Although Dexters first season was adapted from Jeff Lindsay's novel Darkly Dreaming Dexter, the show's writers decided not to follow Lindsay's second novel, Dearly Devoted Dexter, in the second season. Filming of the episode began in May in Los Angeles, California, marking the show's permanent move from Miami, Florida, where the show takes place. A small crew flew to Miami to film short pieces of Dexter which were integrated into "It's Alive!" and other episodes, but the bulk of filming took place in San Pedro and Long Beach. With 1.09 million viewers, Dexter became the first Showtime series to attract over a million viewers with a season premiere. The episode received mostly positive reviews.

==Plot==
Since murdering the Ice Truck Killer five weeks previously, Dexter Morgan has been followed by the suspicious Sgt. James Doakes and thus cannot satisfy his urge to kill. Trying to act "relentlessly normal," he goes bowling almost nightly with his co-workers. Dexter is finally left alone when Doakes gives up and takes a night off; he pursues a blind voodoo priest named Jimmy but finds himself ultimately unable to kill him. At a crime scene, the victim's mother pleads with Dexter to kill her son's murderer, gang lord "Little Chino." Seeing the woman's young daughter, he is reminded of having witnessed his own mother's brutal death as a child.

After leading Doakes to believe he is bowling for the night, Dexter brings Chino to Jimmy's killing room. However, Chino wakes up in the middle of Dexter's procedure and manages to escape. Meanwhile, Dexter's sister Debra exercises incessantly and is barely able to sleep as she struggles with memories of her ex-fiancé, Brian Moser, trying to kill her. When she returns to work, Sgt. María LaGuerta expresses concern about her emotional stability. However, Debra is determined to resume her life. When she takes Dexter's girlfriend Rita out to a bar, a man recognizes Debra as the fiancé of the Ice Truck Killer. She instinctively punches him when he touches her shoulder, sure that he is trying to grab her.

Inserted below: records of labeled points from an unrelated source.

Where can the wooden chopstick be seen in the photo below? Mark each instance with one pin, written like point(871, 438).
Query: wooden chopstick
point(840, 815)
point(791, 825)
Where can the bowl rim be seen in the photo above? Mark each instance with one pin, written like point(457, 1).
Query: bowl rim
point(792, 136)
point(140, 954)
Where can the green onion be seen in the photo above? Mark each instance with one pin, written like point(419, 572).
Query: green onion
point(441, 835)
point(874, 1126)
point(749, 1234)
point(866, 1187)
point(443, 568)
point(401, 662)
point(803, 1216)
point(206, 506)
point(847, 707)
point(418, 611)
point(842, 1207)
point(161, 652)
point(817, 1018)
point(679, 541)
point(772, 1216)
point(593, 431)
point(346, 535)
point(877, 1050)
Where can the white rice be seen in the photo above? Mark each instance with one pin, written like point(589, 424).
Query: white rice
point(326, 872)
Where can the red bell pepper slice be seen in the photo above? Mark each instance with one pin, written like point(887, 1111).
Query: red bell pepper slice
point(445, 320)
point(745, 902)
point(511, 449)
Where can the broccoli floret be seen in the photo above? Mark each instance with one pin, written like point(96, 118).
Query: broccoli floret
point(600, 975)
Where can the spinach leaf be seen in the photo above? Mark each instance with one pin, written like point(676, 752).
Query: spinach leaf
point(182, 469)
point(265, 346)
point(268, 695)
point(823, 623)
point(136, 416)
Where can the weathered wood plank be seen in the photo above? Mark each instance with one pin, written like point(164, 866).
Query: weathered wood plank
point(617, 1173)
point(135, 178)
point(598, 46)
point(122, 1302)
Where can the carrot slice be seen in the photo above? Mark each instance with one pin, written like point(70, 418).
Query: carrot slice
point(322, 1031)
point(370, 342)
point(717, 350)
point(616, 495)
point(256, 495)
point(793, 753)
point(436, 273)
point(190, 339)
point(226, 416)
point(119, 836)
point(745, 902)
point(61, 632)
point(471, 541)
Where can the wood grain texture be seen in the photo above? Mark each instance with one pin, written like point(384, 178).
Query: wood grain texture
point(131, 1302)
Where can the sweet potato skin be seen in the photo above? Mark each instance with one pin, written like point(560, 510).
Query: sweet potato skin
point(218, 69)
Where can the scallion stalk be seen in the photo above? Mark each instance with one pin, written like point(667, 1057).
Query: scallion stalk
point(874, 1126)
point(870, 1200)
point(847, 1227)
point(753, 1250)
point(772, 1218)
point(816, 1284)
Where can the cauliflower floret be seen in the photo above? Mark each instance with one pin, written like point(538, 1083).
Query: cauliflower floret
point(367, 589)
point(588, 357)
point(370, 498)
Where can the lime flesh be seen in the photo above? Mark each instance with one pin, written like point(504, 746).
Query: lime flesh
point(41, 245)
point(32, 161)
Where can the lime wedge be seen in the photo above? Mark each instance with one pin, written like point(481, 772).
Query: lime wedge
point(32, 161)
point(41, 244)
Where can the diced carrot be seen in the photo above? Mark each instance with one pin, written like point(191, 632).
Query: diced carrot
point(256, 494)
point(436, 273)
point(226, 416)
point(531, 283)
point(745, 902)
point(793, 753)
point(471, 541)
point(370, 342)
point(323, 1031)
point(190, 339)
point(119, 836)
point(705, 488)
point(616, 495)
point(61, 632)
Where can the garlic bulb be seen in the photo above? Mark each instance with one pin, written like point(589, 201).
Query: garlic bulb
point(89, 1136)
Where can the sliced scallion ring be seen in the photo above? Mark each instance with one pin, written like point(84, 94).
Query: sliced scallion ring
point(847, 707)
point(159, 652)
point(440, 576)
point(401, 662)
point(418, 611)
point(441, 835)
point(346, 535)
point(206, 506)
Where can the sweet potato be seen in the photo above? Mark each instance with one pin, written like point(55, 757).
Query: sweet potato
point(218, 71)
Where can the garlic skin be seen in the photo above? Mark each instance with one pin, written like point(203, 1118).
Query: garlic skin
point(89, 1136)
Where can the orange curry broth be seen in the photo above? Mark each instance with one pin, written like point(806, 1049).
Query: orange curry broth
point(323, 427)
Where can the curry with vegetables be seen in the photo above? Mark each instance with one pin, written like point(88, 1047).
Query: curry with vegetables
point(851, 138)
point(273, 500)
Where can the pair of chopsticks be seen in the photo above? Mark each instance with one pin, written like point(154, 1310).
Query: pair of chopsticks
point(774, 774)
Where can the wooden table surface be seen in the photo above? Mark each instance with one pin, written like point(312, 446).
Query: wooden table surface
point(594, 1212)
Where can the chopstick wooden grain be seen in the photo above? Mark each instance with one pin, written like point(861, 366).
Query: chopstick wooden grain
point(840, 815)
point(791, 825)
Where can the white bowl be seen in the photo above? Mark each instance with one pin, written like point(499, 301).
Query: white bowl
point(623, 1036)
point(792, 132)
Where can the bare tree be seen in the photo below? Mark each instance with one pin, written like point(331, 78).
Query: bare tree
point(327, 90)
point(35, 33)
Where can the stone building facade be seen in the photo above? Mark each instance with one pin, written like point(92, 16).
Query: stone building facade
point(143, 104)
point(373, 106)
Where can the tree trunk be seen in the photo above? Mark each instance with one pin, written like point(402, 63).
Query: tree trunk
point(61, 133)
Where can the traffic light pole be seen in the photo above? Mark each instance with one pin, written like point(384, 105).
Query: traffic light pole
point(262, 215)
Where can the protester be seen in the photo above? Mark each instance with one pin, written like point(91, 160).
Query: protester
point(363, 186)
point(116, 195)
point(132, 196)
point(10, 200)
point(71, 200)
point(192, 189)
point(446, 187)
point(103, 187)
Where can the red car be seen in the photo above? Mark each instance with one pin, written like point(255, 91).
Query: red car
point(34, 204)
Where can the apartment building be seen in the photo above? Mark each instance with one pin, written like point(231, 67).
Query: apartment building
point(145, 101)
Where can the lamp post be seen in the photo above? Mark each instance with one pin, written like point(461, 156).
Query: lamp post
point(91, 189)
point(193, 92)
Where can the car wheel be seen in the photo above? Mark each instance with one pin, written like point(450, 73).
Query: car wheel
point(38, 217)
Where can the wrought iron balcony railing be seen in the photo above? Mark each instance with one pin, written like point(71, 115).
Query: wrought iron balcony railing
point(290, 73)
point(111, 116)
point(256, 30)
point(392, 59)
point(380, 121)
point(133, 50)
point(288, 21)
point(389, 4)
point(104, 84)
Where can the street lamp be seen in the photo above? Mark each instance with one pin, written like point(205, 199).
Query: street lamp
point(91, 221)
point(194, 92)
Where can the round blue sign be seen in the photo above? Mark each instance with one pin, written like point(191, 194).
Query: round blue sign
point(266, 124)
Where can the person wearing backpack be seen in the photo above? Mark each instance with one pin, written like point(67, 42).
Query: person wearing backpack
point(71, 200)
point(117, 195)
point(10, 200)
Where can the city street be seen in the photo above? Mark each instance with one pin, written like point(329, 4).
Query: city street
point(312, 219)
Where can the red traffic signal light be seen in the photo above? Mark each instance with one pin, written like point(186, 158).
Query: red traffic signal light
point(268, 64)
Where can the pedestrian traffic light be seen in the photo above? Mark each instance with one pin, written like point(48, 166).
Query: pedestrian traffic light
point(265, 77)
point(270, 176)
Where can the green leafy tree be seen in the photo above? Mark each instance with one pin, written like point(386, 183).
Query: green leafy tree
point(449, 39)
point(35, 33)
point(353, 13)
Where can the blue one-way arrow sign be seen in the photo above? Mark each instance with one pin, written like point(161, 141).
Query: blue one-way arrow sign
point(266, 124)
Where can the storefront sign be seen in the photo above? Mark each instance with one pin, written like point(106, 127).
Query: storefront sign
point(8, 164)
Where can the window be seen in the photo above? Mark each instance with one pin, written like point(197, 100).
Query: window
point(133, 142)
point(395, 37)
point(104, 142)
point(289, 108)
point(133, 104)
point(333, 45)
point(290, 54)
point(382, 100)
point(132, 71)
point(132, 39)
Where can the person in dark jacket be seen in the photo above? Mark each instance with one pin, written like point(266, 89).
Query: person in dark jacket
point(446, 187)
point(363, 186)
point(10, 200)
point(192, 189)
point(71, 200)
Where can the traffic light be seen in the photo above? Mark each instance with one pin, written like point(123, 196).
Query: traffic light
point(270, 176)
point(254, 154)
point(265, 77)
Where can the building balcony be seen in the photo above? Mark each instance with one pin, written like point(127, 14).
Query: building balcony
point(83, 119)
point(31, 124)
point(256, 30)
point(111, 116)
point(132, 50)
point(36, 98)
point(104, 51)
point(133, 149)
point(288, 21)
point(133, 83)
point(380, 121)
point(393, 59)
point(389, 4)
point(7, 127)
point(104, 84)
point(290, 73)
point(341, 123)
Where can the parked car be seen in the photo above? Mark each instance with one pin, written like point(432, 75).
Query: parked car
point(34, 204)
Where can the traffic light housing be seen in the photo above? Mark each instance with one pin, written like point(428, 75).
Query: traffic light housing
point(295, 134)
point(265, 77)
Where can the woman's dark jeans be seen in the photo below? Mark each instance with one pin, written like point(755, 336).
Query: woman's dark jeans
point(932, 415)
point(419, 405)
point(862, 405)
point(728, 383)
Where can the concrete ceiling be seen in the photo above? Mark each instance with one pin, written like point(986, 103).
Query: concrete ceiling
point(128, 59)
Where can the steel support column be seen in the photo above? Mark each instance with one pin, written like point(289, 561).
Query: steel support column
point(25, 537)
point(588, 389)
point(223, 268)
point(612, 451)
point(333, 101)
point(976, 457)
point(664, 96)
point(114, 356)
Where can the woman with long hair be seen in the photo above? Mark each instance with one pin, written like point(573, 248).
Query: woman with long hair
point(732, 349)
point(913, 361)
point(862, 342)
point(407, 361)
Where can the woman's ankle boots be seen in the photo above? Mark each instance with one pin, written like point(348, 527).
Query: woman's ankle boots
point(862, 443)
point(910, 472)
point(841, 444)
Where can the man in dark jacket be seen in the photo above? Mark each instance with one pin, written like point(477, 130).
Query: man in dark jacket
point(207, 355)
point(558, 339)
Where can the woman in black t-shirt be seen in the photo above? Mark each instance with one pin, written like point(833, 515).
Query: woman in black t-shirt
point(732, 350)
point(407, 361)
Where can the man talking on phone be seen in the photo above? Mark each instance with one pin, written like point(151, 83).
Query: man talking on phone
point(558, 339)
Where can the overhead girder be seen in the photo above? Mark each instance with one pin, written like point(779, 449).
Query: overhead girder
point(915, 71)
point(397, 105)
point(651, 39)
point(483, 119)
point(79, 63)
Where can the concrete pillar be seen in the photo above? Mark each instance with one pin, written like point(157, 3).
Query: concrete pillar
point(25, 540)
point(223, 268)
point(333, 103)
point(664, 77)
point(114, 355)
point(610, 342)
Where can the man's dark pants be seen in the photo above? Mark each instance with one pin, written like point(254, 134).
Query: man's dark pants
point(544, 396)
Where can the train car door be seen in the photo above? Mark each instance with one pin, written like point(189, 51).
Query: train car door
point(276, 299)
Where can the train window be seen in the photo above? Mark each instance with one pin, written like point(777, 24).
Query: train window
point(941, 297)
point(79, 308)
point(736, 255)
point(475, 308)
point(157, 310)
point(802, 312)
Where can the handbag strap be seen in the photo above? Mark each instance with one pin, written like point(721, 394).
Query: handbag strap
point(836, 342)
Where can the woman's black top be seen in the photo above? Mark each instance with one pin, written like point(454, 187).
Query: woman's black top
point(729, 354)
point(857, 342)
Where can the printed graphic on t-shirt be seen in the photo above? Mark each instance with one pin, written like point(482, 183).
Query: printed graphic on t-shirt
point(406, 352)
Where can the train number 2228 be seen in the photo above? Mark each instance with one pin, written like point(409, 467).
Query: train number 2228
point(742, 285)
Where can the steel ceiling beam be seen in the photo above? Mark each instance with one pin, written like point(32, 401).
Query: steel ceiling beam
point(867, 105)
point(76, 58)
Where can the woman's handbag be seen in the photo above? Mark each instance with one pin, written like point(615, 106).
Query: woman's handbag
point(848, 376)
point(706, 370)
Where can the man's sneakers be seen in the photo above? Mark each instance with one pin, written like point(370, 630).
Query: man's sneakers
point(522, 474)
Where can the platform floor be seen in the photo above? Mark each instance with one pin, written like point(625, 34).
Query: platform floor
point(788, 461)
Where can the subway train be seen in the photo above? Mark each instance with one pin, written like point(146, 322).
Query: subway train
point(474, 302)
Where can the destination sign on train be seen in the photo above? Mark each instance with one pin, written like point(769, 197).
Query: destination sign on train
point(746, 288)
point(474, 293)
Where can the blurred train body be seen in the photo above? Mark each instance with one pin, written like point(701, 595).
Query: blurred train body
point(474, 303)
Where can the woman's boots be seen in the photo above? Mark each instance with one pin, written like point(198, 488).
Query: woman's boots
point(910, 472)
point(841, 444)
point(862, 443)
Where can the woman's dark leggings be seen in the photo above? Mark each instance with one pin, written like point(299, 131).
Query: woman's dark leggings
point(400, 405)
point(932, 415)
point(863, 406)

Rita takes her children Astor and Cody to see the imprisoned Paul, who continues to insist that he was framed by Dexter and that his missing shoe would prove his innocence. Despite having found it over a month ago, Rita tells him there is no shoe. She later admits that she found the shoe but refuses to acknowledge that Dexter is involved. That night, she receives a call from the prison and learns that another inmate has killed Paul. Flashbacks show the attempts of a teenage Dexter to feel his heartbeat. In the present, Dexter and Debra watch a news report showing a team of scuba divers recovering thirty garbage bags from Biscayne Bay, each containing parts of Dexter's mutilated victims. As he watches, his heart races.

==Production==
The first season of Dexter followed the same storyline of Jeff Lindsay's novel Darkly Dreaming Dexter, the first in the series of novels on which the television show is based, albeit with many additional elements and altered characters. When writing the second season, Daniel Cerone said that the writers "didn't see the opportunity in the second book" to continue on the path that they hoped to go down and chose to depart from Lindsay's second Dexter novel, Dearly Devoted Dexter. Instead, they chose "to turn our biggest card up - "What if Dexter's bodies were discovered?" - and just chart that course throughout the season." According to executive producer Clyde Phillips, they decided to resume the second season storyline five weeks after season one's finale "so all of the emotional resonance of what each [character] went through [...] will continue as if that were the actual passage of time, so they're still dented and rocked by what has happened." Cerone added that "The nice thing with Dexter is it's actually the lack of emotional resonance." Speaking about Dexter's situation at the beginning of the second season, Hall said, "I think his world is pretty rocked. He encountered [his brother], a person he never anticipated encountering, someone who sees him for who he is, accepts him as such, and he really has no choice but to do him in ... he's still reeling from that, and any footing he's able to establish for himself is pretty much immediately pulled out from under him."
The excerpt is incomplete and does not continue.